Visser-van Balen Hanneke, Geenen Rinie, Kamp Gerdine A, Huisman Jaap, Wit Jan M, Sinnema Gerben
Department of Pediatric Psychology, University Medical Center Utrecht, Wilhelmina Children's Hospital, Utrecht, The Netherlands.
Acta Paediatr. 2007 May;96(5):715-9. doi: 10.1111/j.1651-2227.2007.00235.x. Epub 2007 Mar 23.
To examine psychosocial functioning of young adults with idiopathic short stature or short stature born small for gestational age after growth hormone (GH) and gonadotropin-releasing hormone agonist (GnRHa) treatment in early adolescence or no intervention.
Thirty young adults (18 treated, 12 untreated; age 17-23 years; on average 5.5 years after the end of treatment) completed questionnaires regarding perceived competence and psychological distress. They and their parents were interviewed on social circumstances, height-related psychosocial stressors and parental worries about prospects in society.

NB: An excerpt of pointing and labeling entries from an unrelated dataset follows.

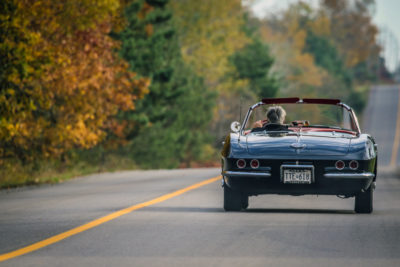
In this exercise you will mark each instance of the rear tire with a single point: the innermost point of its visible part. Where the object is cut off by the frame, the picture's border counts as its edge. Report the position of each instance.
(232, 199)
(364, 201)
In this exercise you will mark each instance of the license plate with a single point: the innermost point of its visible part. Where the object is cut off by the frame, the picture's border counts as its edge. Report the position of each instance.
(297, 176)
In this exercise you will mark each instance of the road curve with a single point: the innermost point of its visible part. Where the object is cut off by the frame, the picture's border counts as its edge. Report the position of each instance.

Height gain was on average 2.3 cm more for the treated than for the untreated group. On none of the psychosocial variables differences were found between treated and untreated participants. Compared to Dutch population norms, psychological and social functioning was normal.
GH/GnRHa treatment, with arrest of pubertal development and lower than expected effects on final height, is not observed to lead to long-term negative or positive effects. Both treated and untreated participants go well through the psychosocial transition period of young adulthood. This suggests that, in the long term and independent of hormone treatment, adequate psychosocial adjustment is expected in case of short stature.
研究特发性身材矮小或小于胎龄儿出生的身材矮小的年轻成年人在青春期早期接受生长激素(GH)和促性腺激素释放激素激动剂(GnRHa)治疗或未接受干预后的心理社会功能。
30名年轻成年人(18名接受治疗,12名未接受治疗;年龄17 - 23岁;平均在治疗结束后5.5年)完成了关于自我感知能力和心理困扰的问卷调查。他们及其父母接受了关于社会环境、与身高相关的心理社会压力源以及父母对社会前景担忧的访谈。
治疗组的身高增长平均比未治疗组多2.3厘米。在心理社会变量方面,治疗组和未治疗组参与者之间未发现差异。与荷兰人群规范相比,心理和社会功能正常。
生长激素/促性腺激素释放激素激动剂治疗可使青春期发育停滞,对最终身高的影响低于预期,但未观察到会导致长期的负面或正面影响。接受治疗和未接受治疗的参与者在年轻成年期的心理社会过渡期都进展顺利。这表明,从长期来看,无论是否接受激素治疗,身材矮小的情况下预期都能实现充分的心理社会适应。